Find the equation of tangents to the curve $3x^2-y^2 = 8$ which passes through the point $(\frac{4}{3},0)$.

$3x−y−4=0$ and $3x+y−4=0$

The correct answer is Option (1) → $3x−y−4=0$ and $3x+y−4=0$

The given curve is $3x^2 - y^2 = 8$   ...(i)

Let $P(x_1, y_1)$ be a point on the curve (i) the tangent at which passes through the point $(\frac{4}{3},0)$.

As $P(x_1,y_1)$ lies on the curve $3{x_1}^2-{y_1}^2=8$

Differentiating (i) w.r.t. x, we get

$6x-2y\frac{dy}{dx} = 0$

$⇒\frac{dy}{dx}=\frac{3x}{y}$

∴ Slope of tangent at $P(x_1,y_1) =\frac{3x_1}{y_1}$

∴ The equation of tangent to the curve (i) at $P(x_1,y_1)$ is

$y-y_1 =\frac{3x_1}{y_1} (x-x_1)$.

Since it passes through the point $(\frac{4}{3},0)$, we get

$0-y_1=\frac{3x_1}{y_1}(\frac{4}{3}-x_1)$

$⇒-{y_1}^2=4x_1-3{x_1}^2$

$⇒3{x_1}^2-{y_1}^2=4x_1⇒4x1 = 8$  (using (ii))

$⇒x_1 = 2$.

Substituting this value of $x_1$ in equation (ii), we get

$3 × 2^2-{y_1}^2=8$

Thus, we get the points $P(2, ±2)$ on the curve (i), the tangent at which passes through the point $(\frac{4}{3},0)$.

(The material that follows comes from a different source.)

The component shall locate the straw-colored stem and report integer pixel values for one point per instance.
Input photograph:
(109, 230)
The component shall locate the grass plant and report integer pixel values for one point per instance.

∴ Equations of tangents to the curve are

$y-2=\frac{3 × 2}{2}(x-2)$ and $y+2=\frac{3 × 2}{-2}(x-2)$

$⇒y-2=3(x-2)$ and $y+2=-3(x-2)$

$⇒3x-y-4-0$ and $3x + y - 4 = 0$.

Hence, the equations of required tangents are $3x-y-4=0$ and $3x+y-4=0$.